La Cour suprême refuse de dire si le fleuriste peut rejeter les mariages homosexuels

La police monte la garde à la Cour suprême de Washington.

Mike Theiler | Reuters

La Cour suprême a déclaré vendredi qu’elle n’entendrait pas une affaire intentée par un fleuriste chrétien qui soutient qu’une loi anti-discrimination de l’État de Washington qui l’oblige à fournir des compositions florales personnalisées pour les cérémonies de mariage homosexuel est inconstitutionnelle.

La décision du tribunal a laissé intactes les décisions des tribunaux d’État contre le fleuriste. Cela survient des semaines après que la Haute Cour se soit prononcée sur une autre question des droits des homosexuels, se rangeant du côté d’une agence d’adoption catholique à Philadelphie qui affirme que ses croyances religieuses l’empêchent de travailler avec des parents adoptifs de même sexe.

L’affaire est similaire à un différend que la cour suprême a décidé il y a trois ans impliquant un boulanger religieux qui a refusé de faire un gâteau personnalisé pour un mariage entre personnes du même sexe.

Dans cette décision, connue sous le nom de Masterpiece Cakeshop, le tribunal a statué 7-2 en faveur du boulanger, mais a refusé de fournir une règle générale qui pourrait s’appliquer en dehors des circonstances spécifiques de l’affaire.

L’affaire du magasin de fleurs, connue sous le nom d’Arlene’s Flowers, implique les mêmes avocats et plusieurs des mêmes problèmes que l’affaire Masterpiece Cakeshop.

L’opinion dans l’affaire Masterpiece Cakeshop a été rédigée par le juge Anthony Kennedy, qui avait également défendu les droits des LGBT depuis le banc. Kennedy a depuis pris sa retraite et a été remplacé par le juge Brett Kavanaugh, dont le point de vue sur les droits des LGBT est inconnu.

L’affaire du fleuriste remonte à 2013, lorsque Barronelle Stutzman, la propriétaire d’Arlene’s Flowers, a refusé de fournir des fleurs pour la cérémonie de mariage de ses clients de longue date Curt Freed et Robert Ingersoll au motif que sa foi baptiste du Sud ne reconnaît pas les mariages entre deux hommes. .
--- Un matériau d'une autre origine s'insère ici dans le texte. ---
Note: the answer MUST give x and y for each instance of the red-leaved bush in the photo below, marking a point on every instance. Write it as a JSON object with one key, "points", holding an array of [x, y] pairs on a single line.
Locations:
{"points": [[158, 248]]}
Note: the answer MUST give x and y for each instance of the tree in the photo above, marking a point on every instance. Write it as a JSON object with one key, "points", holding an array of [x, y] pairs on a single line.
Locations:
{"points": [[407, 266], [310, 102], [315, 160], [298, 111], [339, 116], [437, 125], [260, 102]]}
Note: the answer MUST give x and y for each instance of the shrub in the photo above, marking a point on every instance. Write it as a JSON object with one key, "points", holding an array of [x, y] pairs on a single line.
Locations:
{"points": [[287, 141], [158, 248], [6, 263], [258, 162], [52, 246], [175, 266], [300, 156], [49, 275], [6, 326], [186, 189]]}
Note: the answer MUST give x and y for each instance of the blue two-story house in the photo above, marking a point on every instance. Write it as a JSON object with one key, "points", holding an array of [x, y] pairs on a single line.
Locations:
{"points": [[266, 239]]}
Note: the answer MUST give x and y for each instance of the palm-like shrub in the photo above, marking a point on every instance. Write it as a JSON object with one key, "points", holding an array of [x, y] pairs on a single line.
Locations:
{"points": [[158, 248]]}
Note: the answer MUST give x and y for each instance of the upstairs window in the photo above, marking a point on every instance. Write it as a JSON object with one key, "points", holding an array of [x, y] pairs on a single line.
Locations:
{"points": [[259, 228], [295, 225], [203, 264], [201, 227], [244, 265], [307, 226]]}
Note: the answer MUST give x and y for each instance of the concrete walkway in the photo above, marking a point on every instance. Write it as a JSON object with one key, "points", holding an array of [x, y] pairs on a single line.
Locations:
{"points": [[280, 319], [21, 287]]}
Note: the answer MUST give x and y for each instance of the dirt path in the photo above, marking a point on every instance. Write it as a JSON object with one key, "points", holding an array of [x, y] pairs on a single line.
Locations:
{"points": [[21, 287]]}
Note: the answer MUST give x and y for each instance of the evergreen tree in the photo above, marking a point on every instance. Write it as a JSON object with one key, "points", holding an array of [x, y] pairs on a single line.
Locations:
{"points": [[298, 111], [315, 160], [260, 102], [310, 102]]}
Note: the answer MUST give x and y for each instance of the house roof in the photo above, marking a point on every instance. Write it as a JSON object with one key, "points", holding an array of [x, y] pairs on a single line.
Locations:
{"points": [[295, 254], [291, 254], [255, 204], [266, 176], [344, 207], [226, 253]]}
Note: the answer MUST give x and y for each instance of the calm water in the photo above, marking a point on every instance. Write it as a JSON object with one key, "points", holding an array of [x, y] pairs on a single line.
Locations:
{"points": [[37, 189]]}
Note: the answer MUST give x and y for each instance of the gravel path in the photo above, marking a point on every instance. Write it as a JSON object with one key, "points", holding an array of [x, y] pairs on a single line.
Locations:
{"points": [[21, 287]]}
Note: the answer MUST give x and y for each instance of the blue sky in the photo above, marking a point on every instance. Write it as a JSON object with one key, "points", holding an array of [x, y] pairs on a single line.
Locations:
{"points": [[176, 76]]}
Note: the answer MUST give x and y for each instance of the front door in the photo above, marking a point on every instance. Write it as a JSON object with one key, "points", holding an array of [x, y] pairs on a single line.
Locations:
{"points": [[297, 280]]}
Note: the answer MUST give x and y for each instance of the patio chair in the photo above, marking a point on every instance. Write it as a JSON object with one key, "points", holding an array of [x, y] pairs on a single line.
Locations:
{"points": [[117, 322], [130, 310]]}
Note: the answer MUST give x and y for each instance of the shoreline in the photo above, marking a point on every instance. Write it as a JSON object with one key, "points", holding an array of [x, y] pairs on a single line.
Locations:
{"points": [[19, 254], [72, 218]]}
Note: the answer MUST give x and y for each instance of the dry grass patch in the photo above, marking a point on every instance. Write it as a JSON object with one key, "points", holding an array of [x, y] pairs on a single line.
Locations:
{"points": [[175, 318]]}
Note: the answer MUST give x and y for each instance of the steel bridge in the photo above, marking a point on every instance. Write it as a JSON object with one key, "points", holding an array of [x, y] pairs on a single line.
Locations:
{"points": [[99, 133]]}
Le refus de Stutzman a finalement conduit le procureur général de l’État à obtenir une ordonnance du tribunal interdisant à Stutzman de discriminer à l’avenir les couples de même sexe. La Cour suprême de Washington a confirmé l’ordonnance, incitant Stutzman à demander à la Cour suprême d’intervenir.

La Cour suprême a accédé à la demande de Stutzman et a ordonné à la Cour suprême de Washington de rendre une nouvelle décision tenant compte de l’affaire Masterpiece Cakeshop, qui a conclu que le Colorado avait été injustement hostile aux croyances religieuses du boulanger. La Cour suprême de Washington a de nouveau confirmé l’ordonnance obligeant Stutzman à fournir ses services aux couples de même sexe, estimant que l’État n’avait pas traité Stutzman avec hostilité.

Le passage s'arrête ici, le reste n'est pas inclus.